The sergeant told police he pushed the black man “in fear for his safety and the safety of his wife.” Neighbors reported to police that the alleged victim came up to them “in a threatening manner” and they asked the drill sergeant for help.

A member of the black mob that surrounded Sgt. Pentland’s house heard a similar account. Dayterouis Gallmon told local media that a young woman rushed to Sgt. Pentland’s house and begged for his help after the black man assaulted her. Mr. Gallmon said he didn’t believe her.

If these reports are true, Sgt. Pentland is a good Samaritan, not a bully. He ended a threat. He is just the latest victim in the attack on white community. Whites are told to look the other way when they see black misbehavior, even if it is threatening. They risk stiff penalties if they challenge this now-protected class.

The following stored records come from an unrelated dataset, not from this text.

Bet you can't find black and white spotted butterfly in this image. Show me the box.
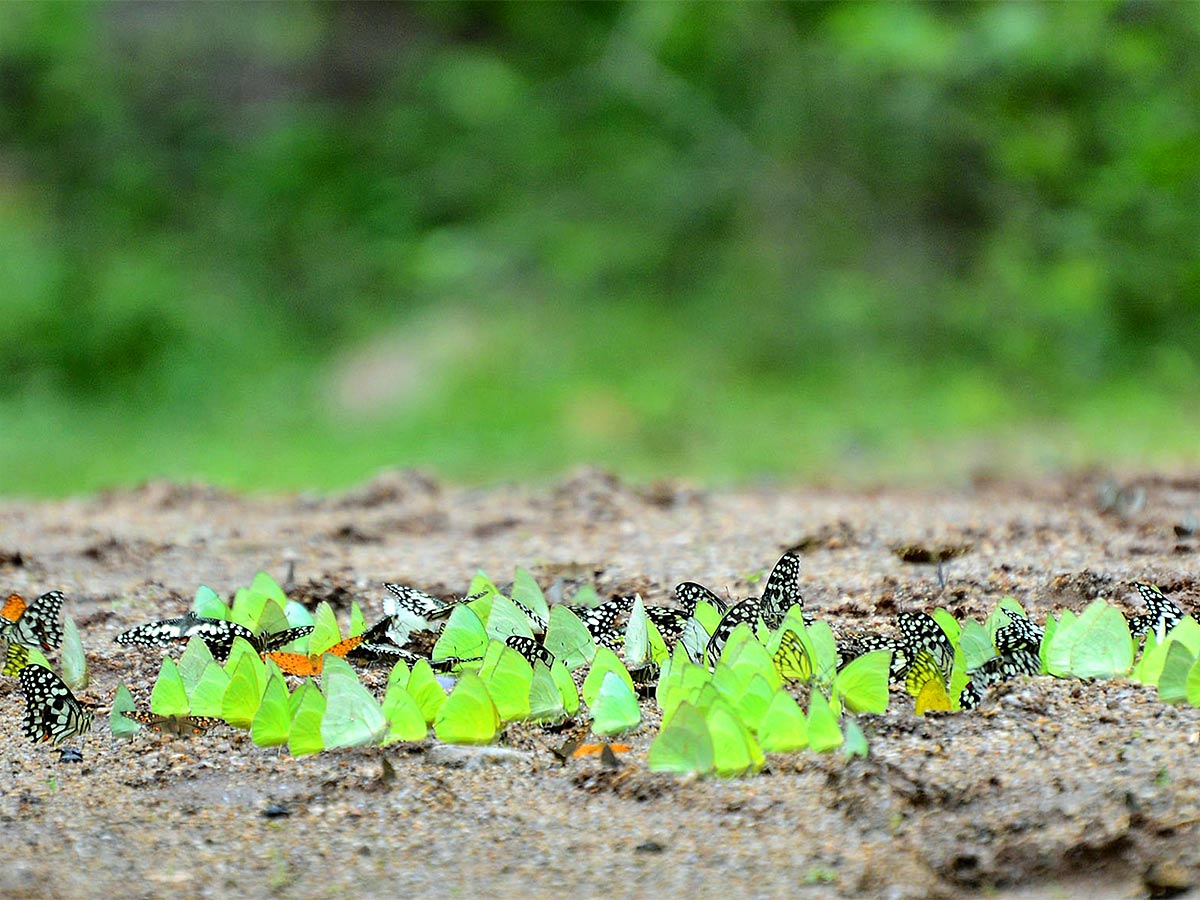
[1,591,65,652]
[958,649,1040,710]
[674,582,731,616]
[645,606,691,648]
[575,595,636,650]
[257,626,316,652]
[705,597,763,663]
[992,608,1044,655]
[384,583,481,622]
[1128,582,1184,641]
[511,598,548,634]
[20,664,93,745]
[115,613,256,661]
[896,611,955,682]
[505,635,556,669]
[758,552,808,628]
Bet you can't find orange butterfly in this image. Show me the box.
[263,634,366,676]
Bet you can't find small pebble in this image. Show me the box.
[1145,860,1193,898]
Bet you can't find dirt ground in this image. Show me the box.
[1,468,1198,900]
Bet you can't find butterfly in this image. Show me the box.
[1,591,65,652]
[505,635,556,669]
[1128,582,1184,641]
[115,612,256,661]
[758,552,808,628]
[904,649,951,715]
[993,609,1044,655]
[511,598,548,634]
[264,634,366,676]
[896,611,955,682]
[384,583,477,621]
[257,626,316,652]
[19,664,93,745]
[958,649,1040,710]
[705,597,762,662]
[628,660,661,698]
[645,606,690,647]
[576,596,636,642]
[837,631,899,675]
[773,629,814,683]
[674,582,731,616]
[121,710,223,737]
[3,640,30,676]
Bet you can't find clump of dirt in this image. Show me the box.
[1,469,1199,900]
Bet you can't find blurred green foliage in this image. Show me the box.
[0,2,1197,496]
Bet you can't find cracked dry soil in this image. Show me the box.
[1,469,1198,900]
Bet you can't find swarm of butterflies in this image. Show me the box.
[0,552,1192,765]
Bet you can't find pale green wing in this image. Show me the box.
[543,605,596,670]
[590,670,641,736]
[61,614,88,692]
[757,688,808,753]
[647,701,713,775]
[250,673,291,747]
[433,671,500,745]
[151,656,190,716]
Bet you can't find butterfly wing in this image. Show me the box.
[505,635,556,669]
[705,598,761,662]
[838,632,902,679]
[116,612,254,661]
[181,618,257,660]
[1132,582,1184,640]
[674,582,728,615]
[958,648,1040,709]
[384,583,455,620]
[645,606,688,648]
[265,652,322,676]
[123,710,223,736]
[325,634,367,659]
[773,629,813,683]
[576,596,636,640]
[259,625,315,652]
[3,641,30,676]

“Karens” are reviled for questioning suspicious blacks or calling the cops on them. Most of these cases have not led to charges, but some lawmakers want change that.

California and New Jersey passed bills last year that outlawed “racist” 911 calls. California’s bill made it a “hate crime” to file a false police report based on a suspect’s race, sex, or religion. The bill also makes it a hate crime if the call is made to intimidate someone or interfere with his “free exercise or enjoyment of their rights.” It’s already illegal to file a false police report, so the purpose of the law is to intimidate whites.

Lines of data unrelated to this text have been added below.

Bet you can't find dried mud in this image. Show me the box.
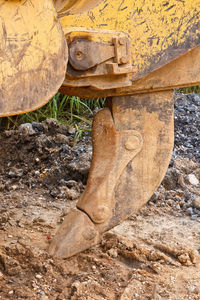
[0,108,199,299]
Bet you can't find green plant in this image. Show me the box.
[0,93,106,142]
[179,85,200,94]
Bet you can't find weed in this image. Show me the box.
[179,85,200,94]
[0,93,106,142]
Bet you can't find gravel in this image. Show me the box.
[174,92,200,162]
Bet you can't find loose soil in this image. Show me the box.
[0,101,199,300]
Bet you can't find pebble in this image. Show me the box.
[68,126,76,134]
[19,123,35,135]
[191,214,198,220]
[183,221,188,225]
[174,92,200,162]
[8,290,14,295]
[189,285,195,293]
[186,207,193,216]
[35,274,43,279]
[188,174,199,186]
[39,291,45,295]
[32,211,39,216]
[108,248,118,258]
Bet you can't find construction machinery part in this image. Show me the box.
[63,29,133,90]
[0,0,68,117]
[49,90,174,258]
[59,0,200,97]
[0,0,200,260]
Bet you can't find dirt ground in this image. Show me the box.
[0,118,199,300]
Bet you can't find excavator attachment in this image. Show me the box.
[49,0,200,258]
[1,0,200,258]
[49,90,174,258]
[0,0,68,117]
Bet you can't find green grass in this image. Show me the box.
[179,85,200,94]
[0,93,106,141]
[1,85,199,141]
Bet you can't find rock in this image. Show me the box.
[8,167,23,178]
[178,253,192,266]
[108,248,118,258]
[68,154,91,175]
[184,192,191,201]
[54,134,69,144]
[32,211,39,216]
[19,123,35,135]
[68,126,76,134]
[188,174,199,186]
[174,92,200,162]
[45,118,59,131]
[66,188,79,200]
[36,134,52,149]
[8,290,14,295]
[65,180,78,188]
[186,207,193,216]
[191,214,198,220]
[59,187,79,200]
[32,122,44,132]
[188,285,195,293]
[39,291,45,295]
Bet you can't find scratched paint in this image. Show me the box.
[59,0,200,78]
[0,0,67,117]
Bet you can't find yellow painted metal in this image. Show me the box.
[1,0,200,113]
[0,0,68,117]
[54,0,102,15]
[59,0,200,79]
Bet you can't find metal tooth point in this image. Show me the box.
[124,136,140,151]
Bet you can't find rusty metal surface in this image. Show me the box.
[60,45,200,98]
[77,108,143,227]
[0,0,68,117]
[49,208,101,259]
[79,91,174,233]
[49,91,174,258]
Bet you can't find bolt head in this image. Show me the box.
[92,205,110,224]
[120,56,129,64]
[124,136,140,151]
[118,37,126,45]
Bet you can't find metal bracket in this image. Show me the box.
[68,34,132,74]
[63,28,135,90]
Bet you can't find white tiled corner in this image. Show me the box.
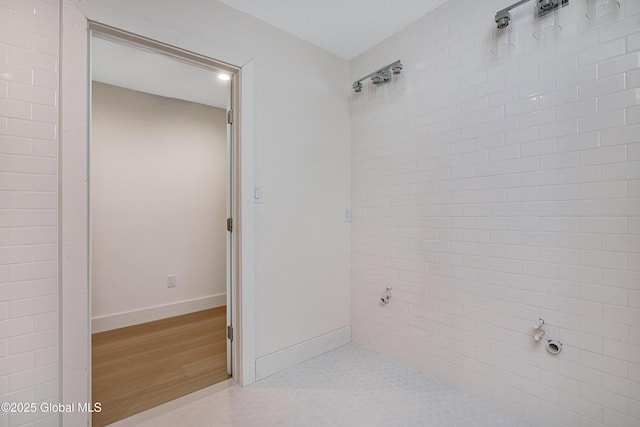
[0,1,59,426]
[350,1,640,426]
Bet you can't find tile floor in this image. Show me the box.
[138,344,530,427]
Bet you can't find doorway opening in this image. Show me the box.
[88,25,238,426]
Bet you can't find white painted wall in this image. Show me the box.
[77,0,352,359]
[91,82,227,329]
[0,1,59,426]
[351,1,640,427]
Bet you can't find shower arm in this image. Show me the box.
[498,0,533,15]
[352,60,402,89]
[495,0,564,27]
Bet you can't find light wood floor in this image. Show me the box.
[91,307,230,426]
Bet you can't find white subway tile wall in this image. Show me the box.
[0,0,59,426]
[351,1,639,426]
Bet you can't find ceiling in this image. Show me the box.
[92,36,230,109]
[218,0,450,59]
[91,1,450,106]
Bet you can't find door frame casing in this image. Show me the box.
[59,3,256,425]
[88,21,239,378]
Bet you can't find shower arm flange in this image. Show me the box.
[352,60,402,90]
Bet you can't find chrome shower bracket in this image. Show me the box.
[495,0,569,28]
[353,60,402,93]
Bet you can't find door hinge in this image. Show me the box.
[227,110,233,125]
[226,217,233,232]
[227,325,233,341]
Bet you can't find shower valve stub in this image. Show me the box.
[380,287,392,305]
[533,318,545,329]
[532,318,546,342]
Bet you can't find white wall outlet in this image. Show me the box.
[167,275,176,288]
[344,208,351,222]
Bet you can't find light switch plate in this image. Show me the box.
[254,185,263,203]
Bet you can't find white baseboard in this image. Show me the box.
[255,325,351,381]
[91,294,226,333]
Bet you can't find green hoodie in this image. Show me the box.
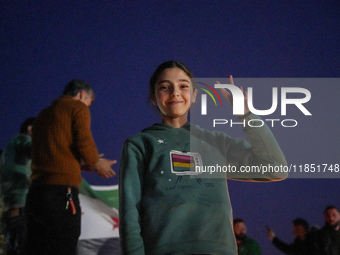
[119,113,287,255]
[0,133,32,210]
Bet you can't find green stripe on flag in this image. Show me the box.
[79,179,119,209]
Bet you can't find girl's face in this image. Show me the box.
[151,67,197,123]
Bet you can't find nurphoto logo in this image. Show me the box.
[195,78,312,128]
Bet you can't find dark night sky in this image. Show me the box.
[1,1,339,254]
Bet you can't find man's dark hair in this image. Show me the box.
[20,117,35,134]
[63,79,93,97]
[324,205,339,214]
[293,218,309,232]
[233,218,245,225]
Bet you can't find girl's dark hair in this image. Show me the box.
[149,61,195,96]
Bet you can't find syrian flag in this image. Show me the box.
[78,179,119,240]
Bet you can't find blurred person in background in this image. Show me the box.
[315,205,340,255]
[267,218,315,255]
[234,218,262,255]
[0,117,35,255]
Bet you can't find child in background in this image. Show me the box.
[119,61,287,255]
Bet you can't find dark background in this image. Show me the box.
[1,1,339,254]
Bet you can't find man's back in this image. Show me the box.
[26,79,115,255]
[31,95,99,188]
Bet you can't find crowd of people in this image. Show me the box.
[0,61,338,255]
[234,206,340,255]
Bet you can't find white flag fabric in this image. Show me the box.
[79,193,119,240]
[77,180,121,254]
[79,179,119,240]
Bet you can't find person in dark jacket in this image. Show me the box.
[315,205,340,255]
[267,218,315,255]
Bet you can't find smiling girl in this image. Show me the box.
[119,61,287,255]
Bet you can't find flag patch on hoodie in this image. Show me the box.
[170,150,203,176]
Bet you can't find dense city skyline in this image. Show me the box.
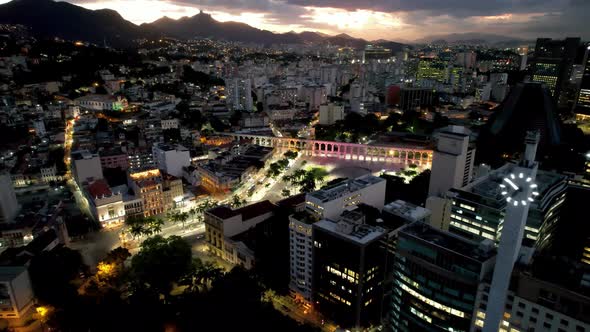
[0,1,589,331]
[1,0,587,41]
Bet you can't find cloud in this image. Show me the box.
[67,0,590,40]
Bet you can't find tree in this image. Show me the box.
[28,247,87,307]
[125,215,164,238]
[281,189,291,197]
[231,195,245,208]
[180,259,225,294]
[283,150,298,160]
[103,247,131,267]
[131,235,193,301]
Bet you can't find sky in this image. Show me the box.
[8,0,590,41]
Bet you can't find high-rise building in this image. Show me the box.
[428,126,475,197]
[446,163,566,245]
[288,211,316,303]
[456,51,477,69]
[575,44,590,118]
[301,84,327,110]
[318,103,344,125]
[399,87,435,111]
[531,37,581,107]
[389,222,496,332]
[483,131,540,332]
[0,174,18,223]
[305,175,386,220]
[474,271,590,332]
[416,58,448,83]
[312,210,387,329]
[225,78,253,111]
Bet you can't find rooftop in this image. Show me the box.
[400,222,496,263]
[207,200,276,221]
[314,217,385,245]
[383,200,431,222]
[71,149,97,160]
[307,175,384,203]
[455,163,566,206]
[87,179,113,198]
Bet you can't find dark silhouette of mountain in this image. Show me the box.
[0,0,408,50]
[296,31,326,43]
[416,32,527,45]
[141,11,302,45]
[0,0,145,47]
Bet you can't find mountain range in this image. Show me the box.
[415,32,531,46]
[0,0,406,51]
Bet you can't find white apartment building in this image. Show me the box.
[152,143,191,178]
[319,103,345,125]
[428,126,475,197]
[288,212,315,302]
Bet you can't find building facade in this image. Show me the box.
[390,222,496,332]
[312,211,387,329]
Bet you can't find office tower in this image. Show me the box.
[318,103,344,125]
[390,222,496,332]
[225,78,253,111]
[305,175,386,220]
[483,131,540,332]
[312,210,387,329]
[416,58,448,83]
[71,150,104,185]
[0,174,18,223]
[428,126,475,197]
[447,163,566,245]
[398,87,435,111]
[531,37,581,107]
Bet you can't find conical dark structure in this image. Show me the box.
[477,82,562,166]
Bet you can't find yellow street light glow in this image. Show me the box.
[97,262,115,277]
[36,306,49,317]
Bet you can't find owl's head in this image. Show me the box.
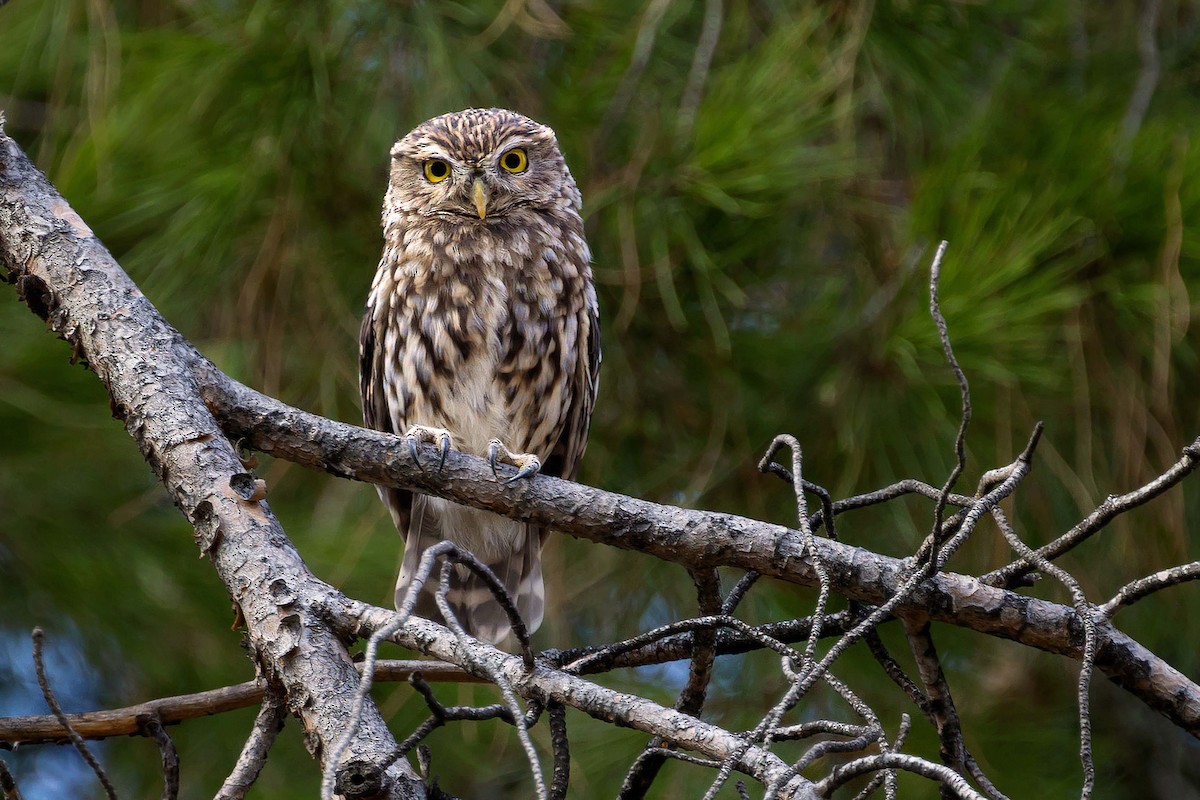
[385,108,578,225]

New Jersey’s law is also designed to punish whites who may make the wrong call. “Using the threat of a 911 call or police report as an intimidation tactic against people of color is an unacceptable, abhorrent form of discrimination,” Democratic Gov. Phil Murphy said last September. “Individuals who choose to weaponize this form of intimidation should held be accountable.”

San Francisco, New York, and Oregon let people sue “racist” 911 callers. In 2019, Grand Rapids, Michigan, made it a misdemeanor to call the cops on someone found not to be committing a crime. Minnesota, Washington, and Michigan have considered similar legislation. All these laws are written in racially neutral language, and some — ludicrously — criminalize 911 calls meant to intimidate for reasons of sex, age, religion, disability, sexual orientation, weight, or height. But the prime targets are clearly whites.

It’s especially dangerous for whites to challenge Black Lives Matter aggressors. Last weekend, Stillwater, Minnesota police detained a man who fought back against a BLM mob that blocked his car and attacked him in his neighborhood. The police did nothing about the blacks who started the fight, and the BLM mob thanked the officers.

A Minneapolis pawn shop owner was arrested and investigated for six months after he shot a black looter who attacked him during the George Floyd riots. Police eventually cleared him of charges, but while he was in police custody looters ransacked the store.

In Omaha, Nebraska, bar owner and trump supporter Jake Gardner shot and killed a black looter who attacked him during the Floyd riots. The looter was part of a mob that tried to destroy the bar. After intense pressure from BLM activists, Omaha authorities charged Gardner with murder. Shortly thereafter, he killed himself.

Gregory McMichael, Travis McMichael, and William Bryan have been charged in Ahmaud Arbery’s death in Georgia. The three white men tried to catch Arbery after he trespassed on a neighbor’s property. There were several previous reports of break-ins and stolen property in the neighborhood.

Arbery attacked the men and one of them fatally shot him. Prosecutors initially refused to press charges because they thought the killing was justified. After a video of the shooting was released, there was national outrage, and the men were charged — even though the video shows that Arbery was the aggressor. Arbery has been memorialized as an innocent jogger, but new evidence suggests he frequently claimed to be a jogger to cover his crimes.

The message of all these cases: See something, say nothing. Black lives matter more than your property, community, and even your life.